Discussion Question 4

Directions: Choose ONE of the following questions and write an answer. Be sure to use specific details and direct quotes from the novel to support your ideas. Your answer should be 2-3 paragraphs long. This question is due no later than Thursday, October 22.

Your responses to other students' answers are due by midnight on Sunday, October 25. In order to get the full 20 points, you MUST respond thoughtfully to at least 3 or 4 other people's postings.

We will be using the ETUDES Discussion Board for this class. Click on the link below to get to the ETUDES portal, sign in, and then click on the tab for this class. You will find the "Discussion and Private Messages" link on the left side of the screen:

Discussion Board

Remember: This discussion question is worth a possible 20 points. Late answers will receive 0 points. Points will be assigned according to the thoughtfulness of your answer, not by whether it is "right" or not, since sometimes there is no "right" answer. Just be sure your ideas are supported by the material in the novel.

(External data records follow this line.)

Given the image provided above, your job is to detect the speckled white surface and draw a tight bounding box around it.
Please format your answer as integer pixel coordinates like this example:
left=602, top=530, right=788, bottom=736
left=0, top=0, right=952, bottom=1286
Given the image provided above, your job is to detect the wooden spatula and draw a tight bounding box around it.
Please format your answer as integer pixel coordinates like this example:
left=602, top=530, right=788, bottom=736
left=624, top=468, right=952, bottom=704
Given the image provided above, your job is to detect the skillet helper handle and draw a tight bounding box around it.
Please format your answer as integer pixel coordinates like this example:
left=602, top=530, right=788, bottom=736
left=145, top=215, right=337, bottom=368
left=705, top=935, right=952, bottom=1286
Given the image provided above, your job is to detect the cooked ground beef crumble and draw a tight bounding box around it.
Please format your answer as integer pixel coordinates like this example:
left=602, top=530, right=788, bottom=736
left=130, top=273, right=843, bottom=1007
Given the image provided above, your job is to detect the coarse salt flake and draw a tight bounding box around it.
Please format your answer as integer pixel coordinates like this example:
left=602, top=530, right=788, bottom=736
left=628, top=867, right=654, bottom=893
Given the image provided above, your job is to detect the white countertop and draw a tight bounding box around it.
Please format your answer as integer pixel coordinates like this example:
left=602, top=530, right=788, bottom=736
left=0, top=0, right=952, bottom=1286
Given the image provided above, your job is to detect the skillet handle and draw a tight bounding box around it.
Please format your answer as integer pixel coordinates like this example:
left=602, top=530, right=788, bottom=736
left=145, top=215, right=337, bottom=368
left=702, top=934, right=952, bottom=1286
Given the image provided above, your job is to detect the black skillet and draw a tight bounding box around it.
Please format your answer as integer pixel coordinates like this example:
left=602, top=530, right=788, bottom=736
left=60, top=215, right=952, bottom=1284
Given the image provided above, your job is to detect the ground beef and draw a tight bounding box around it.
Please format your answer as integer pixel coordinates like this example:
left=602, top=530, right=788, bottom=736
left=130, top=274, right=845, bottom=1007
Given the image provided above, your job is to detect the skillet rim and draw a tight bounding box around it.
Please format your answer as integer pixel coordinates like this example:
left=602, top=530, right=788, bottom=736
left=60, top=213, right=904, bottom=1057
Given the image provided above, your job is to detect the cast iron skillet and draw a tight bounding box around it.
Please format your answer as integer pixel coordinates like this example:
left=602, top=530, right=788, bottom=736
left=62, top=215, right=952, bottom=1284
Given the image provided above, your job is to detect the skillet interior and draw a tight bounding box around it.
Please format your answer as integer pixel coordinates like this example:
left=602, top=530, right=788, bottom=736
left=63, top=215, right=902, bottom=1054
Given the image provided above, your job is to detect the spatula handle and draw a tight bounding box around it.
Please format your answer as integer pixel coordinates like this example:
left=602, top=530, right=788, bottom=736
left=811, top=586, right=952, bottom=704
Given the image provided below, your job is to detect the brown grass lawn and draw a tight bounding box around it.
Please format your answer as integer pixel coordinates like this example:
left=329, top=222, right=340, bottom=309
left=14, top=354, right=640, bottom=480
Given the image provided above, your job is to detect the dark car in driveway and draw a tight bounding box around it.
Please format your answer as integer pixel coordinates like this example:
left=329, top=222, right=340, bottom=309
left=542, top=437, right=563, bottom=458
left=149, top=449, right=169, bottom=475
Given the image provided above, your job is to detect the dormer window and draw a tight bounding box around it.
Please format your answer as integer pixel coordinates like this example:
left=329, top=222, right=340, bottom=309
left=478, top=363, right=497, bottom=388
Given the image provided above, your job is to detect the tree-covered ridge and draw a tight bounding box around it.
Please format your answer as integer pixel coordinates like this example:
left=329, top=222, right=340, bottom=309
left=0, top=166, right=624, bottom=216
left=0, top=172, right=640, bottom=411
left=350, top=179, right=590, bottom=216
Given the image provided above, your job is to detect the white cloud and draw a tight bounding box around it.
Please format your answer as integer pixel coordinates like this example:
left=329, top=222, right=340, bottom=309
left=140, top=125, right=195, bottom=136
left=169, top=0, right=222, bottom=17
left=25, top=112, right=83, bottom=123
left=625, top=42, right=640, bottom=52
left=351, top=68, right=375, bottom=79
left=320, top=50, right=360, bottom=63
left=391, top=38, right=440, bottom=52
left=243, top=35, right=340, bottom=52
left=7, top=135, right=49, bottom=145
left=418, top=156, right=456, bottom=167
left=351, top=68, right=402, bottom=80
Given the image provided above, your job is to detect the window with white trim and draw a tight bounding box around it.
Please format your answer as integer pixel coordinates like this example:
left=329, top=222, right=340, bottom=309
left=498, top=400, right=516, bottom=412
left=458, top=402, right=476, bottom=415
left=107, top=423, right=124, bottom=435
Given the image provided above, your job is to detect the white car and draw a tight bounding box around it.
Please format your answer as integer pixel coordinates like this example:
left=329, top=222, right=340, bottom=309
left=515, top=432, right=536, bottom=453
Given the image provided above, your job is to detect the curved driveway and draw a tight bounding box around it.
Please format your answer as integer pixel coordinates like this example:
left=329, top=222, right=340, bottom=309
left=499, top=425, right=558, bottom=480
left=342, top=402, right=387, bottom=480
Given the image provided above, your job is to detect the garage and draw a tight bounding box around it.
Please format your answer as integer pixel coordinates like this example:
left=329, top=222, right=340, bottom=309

Twain, The Adventure of Huckleberry Finn Link

1. Daniel G. Hoffman, in Form and Fable in American Fiction, says that a central theme of the novel is the conflict between freedom and "sivilization," and that by the end of the book, Huck has lost his freedom and been reabsorbed into the world of "Tom and Aunt Polly and the Phelpses." Thus, he argues, the lesson of the book is that "never again can we accept our fate--being 'sivilized'--without the poignant awareness of how much of our soul's innocence and freedom we, like Huck, must surrender if we are to live in a world that others have made." Thus, although the book seems comic, it is actually tragic. Would you agree with Hoffman's argument?

2. In The Adventurous Muse, William Spengemann argues that Twain loses control of the end of the novel. Huck, he argues, has really learned nothing; he is at the end, as he has been throughout the book, passive, a character who reacts to situations rather than taking action to control his life. At the end of the novel, "Twain simply restored Huck's old condition by moving St. Petersburg downstream under a new name...the novel ends where it began...with nothing essentially changed by the hero's travels." Do you agree with this assessment of the end of the novel?

This class is taught through Los Angeles Harbor College.